Thursday, April 22, 2021

Charmed? Seriously?

 

The topic today is the tv show Charmed.  Maybe you know it?  Alyssa Milano, Rose McGowan, the other girl, and sometimes the pre-Big-Boys Kailey Coroco, attractive women to be sure, but plenty of shows have hot women. As you might expect, the popularity of tv shows in prison is directly correlated to said hotness.

 

Still, Alyssa Milano alone cannot explain the INSANE level of devotion inspired by Charmed among my fellow guests of the BOP.  The following is a 100% true report of our prison Nielson ratings.  In the common room, there are eight televisions. One is dedicated to sports (usually ESPN), another to news (most likely CNN), the others to Telemundo, BET/VH1, and – the tv known as the “white” tv is typically tuned to Discovery/History/A&E.  This leaves three tv’s that rotate among FX/AMC/TNT (movie channels), and local tv for shows like American Idol and Family Feud.  All good, no problems, right?

 

Not so fast!  An argument, a serious argument, broke out over which tv would have Charmed on every morning. As more than one person emphatically stated, “I ain’t never been to no prison in the m-f’ing BOP that don’t show Charmed.Guys got really upset over this. Life without Charmed? Unthinkable!
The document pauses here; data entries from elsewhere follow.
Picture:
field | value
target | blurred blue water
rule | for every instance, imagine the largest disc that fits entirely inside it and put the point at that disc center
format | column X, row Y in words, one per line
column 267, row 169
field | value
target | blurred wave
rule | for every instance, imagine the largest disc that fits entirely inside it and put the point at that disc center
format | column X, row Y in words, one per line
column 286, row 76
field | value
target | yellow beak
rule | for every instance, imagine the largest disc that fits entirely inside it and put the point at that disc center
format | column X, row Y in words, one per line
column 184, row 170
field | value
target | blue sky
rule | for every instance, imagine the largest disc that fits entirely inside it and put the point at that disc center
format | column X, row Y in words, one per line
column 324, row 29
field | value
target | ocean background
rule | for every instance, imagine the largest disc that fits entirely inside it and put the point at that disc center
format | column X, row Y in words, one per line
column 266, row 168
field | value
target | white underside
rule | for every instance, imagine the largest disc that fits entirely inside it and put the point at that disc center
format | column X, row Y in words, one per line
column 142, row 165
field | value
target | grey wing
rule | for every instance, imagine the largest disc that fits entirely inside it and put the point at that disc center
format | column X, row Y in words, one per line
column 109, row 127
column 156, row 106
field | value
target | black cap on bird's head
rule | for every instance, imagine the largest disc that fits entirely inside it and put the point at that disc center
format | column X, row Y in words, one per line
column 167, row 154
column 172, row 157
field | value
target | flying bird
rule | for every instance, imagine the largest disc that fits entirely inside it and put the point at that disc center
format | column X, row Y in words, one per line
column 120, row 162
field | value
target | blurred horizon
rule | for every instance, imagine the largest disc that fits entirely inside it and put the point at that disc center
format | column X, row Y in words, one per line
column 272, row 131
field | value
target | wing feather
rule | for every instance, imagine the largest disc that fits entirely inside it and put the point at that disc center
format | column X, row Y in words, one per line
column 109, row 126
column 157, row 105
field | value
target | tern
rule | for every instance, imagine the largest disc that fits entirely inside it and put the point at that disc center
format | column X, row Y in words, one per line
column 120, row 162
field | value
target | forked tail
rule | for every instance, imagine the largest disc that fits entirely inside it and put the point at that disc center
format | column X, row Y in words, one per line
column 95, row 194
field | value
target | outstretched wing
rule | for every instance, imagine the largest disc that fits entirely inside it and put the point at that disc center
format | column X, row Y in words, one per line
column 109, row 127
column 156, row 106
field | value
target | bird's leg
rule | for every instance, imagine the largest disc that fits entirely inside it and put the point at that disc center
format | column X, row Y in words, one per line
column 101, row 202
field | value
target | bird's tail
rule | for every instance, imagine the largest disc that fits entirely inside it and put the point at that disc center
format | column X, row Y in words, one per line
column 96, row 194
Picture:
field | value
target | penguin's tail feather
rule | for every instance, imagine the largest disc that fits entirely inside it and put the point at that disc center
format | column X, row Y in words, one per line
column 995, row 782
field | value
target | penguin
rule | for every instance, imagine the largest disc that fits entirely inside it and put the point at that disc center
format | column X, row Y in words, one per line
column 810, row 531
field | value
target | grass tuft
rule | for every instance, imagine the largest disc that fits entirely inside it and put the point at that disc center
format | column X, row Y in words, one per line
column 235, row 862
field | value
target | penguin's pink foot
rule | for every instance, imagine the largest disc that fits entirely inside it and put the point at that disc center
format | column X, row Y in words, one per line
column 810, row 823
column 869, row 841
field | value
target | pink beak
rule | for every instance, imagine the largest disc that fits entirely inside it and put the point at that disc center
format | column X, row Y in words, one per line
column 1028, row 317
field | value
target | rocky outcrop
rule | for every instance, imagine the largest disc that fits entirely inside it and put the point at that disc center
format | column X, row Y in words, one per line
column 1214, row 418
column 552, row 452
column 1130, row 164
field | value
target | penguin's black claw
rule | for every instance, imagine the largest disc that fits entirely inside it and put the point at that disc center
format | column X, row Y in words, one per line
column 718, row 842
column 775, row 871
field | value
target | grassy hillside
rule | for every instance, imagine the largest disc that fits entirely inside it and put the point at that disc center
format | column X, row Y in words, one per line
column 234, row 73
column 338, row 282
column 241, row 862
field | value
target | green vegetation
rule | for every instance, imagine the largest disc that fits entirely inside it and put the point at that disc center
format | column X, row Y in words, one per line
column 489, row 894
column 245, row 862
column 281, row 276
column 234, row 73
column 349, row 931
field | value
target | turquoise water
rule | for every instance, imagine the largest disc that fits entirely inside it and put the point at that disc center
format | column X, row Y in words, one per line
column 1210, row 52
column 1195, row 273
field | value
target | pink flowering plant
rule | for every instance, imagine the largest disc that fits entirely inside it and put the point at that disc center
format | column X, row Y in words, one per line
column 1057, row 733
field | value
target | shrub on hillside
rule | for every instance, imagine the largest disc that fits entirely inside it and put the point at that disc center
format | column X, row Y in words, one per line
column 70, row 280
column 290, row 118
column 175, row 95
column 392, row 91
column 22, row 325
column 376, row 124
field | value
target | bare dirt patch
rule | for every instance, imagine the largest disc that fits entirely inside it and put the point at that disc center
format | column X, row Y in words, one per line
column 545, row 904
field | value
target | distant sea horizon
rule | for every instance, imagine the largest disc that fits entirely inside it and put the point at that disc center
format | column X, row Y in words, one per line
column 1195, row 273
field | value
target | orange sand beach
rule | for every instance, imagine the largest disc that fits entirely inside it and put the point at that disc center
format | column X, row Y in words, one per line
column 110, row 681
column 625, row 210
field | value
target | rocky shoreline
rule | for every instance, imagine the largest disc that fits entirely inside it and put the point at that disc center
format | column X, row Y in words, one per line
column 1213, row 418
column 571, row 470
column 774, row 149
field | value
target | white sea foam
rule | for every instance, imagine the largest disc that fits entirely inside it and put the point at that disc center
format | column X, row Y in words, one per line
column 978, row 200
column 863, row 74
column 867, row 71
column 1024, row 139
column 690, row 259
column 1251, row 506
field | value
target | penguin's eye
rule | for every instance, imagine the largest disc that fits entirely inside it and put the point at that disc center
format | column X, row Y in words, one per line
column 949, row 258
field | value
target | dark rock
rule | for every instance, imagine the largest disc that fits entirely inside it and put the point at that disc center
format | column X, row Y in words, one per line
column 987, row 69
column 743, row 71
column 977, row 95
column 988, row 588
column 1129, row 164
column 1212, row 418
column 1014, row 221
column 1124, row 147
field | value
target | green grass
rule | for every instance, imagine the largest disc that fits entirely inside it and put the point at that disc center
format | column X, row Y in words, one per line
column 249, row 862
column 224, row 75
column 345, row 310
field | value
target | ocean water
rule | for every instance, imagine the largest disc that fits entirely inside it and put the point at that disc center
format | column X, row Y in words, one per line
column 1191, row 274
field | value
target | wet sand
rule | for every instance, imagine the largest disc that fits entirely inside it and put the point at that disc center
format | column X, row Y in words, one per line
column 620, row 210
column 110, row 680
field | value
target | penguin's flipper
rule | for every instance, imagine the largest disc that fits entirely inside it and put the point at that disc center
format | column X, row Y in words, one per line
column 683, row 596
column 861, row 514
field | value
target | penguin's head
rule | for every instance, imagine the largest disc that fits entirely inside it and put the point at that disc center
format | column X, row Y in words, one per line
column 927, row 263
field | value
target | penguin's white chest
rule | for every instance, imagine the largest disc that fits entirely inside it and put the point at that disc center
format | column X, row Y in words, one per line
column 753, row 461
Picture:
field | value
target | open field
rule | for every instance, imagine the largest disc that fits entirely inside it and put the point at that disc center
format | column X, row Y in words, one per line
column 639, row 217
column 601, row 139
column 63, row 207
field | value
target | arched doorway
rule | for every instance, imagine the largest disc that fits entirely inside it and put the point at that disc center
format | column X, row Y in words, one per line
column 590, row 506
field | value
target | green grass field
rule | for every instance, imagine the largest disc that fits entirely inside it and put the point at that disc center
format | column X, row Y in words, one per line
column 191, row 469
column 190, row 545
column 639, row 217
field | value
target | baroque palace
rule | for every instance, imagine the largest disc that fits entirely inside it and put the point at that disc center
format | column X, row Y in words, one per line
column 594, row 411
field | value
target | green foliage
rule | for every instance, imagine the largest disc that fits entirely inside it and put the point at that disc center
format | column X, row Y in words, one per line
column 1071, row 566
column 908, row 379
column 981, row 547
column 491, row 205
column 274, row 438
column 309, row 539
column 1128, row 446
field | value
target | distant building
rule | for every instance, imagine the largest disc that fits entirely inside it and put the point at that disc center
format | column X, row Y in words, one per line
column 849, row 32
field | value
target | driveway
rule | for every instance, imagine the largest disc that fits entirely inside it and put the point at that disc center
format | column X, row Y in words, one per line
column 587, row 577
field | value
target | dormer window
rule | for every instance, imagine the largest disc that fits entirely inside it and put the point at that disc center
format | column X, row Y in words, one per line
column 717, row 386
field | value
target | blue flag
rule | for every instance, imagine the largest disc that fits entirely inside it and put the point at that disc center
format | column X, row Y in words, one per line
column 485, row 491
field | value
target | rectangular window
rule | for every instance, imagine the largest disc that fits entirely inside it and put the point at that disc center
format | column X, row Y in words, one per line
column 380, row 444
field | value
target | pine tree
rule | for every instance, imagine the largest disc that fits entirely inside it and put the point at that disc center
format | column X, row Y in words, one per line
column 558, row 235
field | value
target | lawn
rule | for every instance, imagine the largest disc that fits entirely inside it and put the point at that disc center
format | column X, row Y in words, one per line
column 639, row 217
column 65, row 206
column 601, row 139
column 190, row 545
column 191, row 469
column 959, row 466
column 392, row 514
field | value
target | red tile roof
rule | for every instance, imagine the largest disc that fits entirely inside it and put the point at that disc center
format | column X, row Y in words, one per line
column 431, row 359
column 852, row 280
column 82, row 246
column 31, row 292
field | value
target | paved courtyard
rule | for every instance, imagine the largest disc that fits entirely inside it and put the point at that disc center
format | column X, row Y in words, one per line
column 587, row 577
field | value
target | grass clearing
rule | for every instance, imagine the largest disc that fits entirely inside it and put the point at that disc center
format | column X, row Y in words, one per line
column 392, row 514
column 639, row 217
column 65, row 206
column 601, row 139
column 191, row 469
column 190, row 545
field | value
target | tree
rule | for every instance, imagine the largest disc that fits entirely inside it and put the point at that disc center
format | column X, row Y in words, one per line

Some guys got into discussing what things are worth taking a stand for, the list going something like this:  (1) being called a B__tch; (2) comments about your wife or mother; (3) dude blowin’ up your hustle (taking money out of your pocket); and (4) Charmed!  Obsessive viewers can quote lines from their favorite episodes.  If you say, Season 3, Episode 4, they can recite a synopsis that will pass a fact check conducted via phone with a Googler on the other end.  I’ve even observed guys turning the channel from a Breaking Bad marathon so as not to miss Charmed!  Workout schedules are planned around favorite episodes.  The other day, they even switched off ESPN to watch the show.  Now, you must understand the gravity of such a situation. The gamblers need ESPN nearly 24-7 for scores, odds, injury updates, etc.  But for Charmed, hey, go for it.

 

As I may have said before, prison is truly Bizarro World (refer to the interwebs for Bizarro-Superman explanation and then Seinfeld for an amusing take on the concept).  I mean, on what planet would someone argue that Charmed is a good tv show? Milano a great actress?  Don’t get me wrong, Who’s the Boss was a cute show. What 12-15 year old boy didn’t like Milano on that show? But nobody was ever fooled into thinking she’d be a future Oscar winner.

 

Maybe it’s like comfort food – just knowing it will be on every day, that you can rely on it, adds some continuity to your otherwise Groundhog Day life.  After all, it’s a harmless, sometimes amusing/entertaining way to eat up some time. They show the episodes in order. When the four seasons end, they just start over again from the beginning, and the guys just keep watching!

 

I wonder if the ladies of Charmed know about their incredible popularity in prison? Here’s a million dollar idea:  Prison Workouts with Alyssa, Rose, and the Other Lady”- a book or day calendar!  You could dress the Witches in prison garb and add in little blurbs about them, like VH1’s pop-up videos.  If – no when! – this takes off, you can move on to other publications, such as:  Orange is the New Black Yoga, Martha Stewart’s Convict Cooking (don’t laugh, through her friendship with Snoop, guys in prison LOVE them some Martha!), and Felicity and Lori’s Guide to Prison Parenting.  We’re talking media empire here! ConvicTV, books, movies....  Just wait until the former President goes to prison, this thing will explode bigly, it will be YUGE!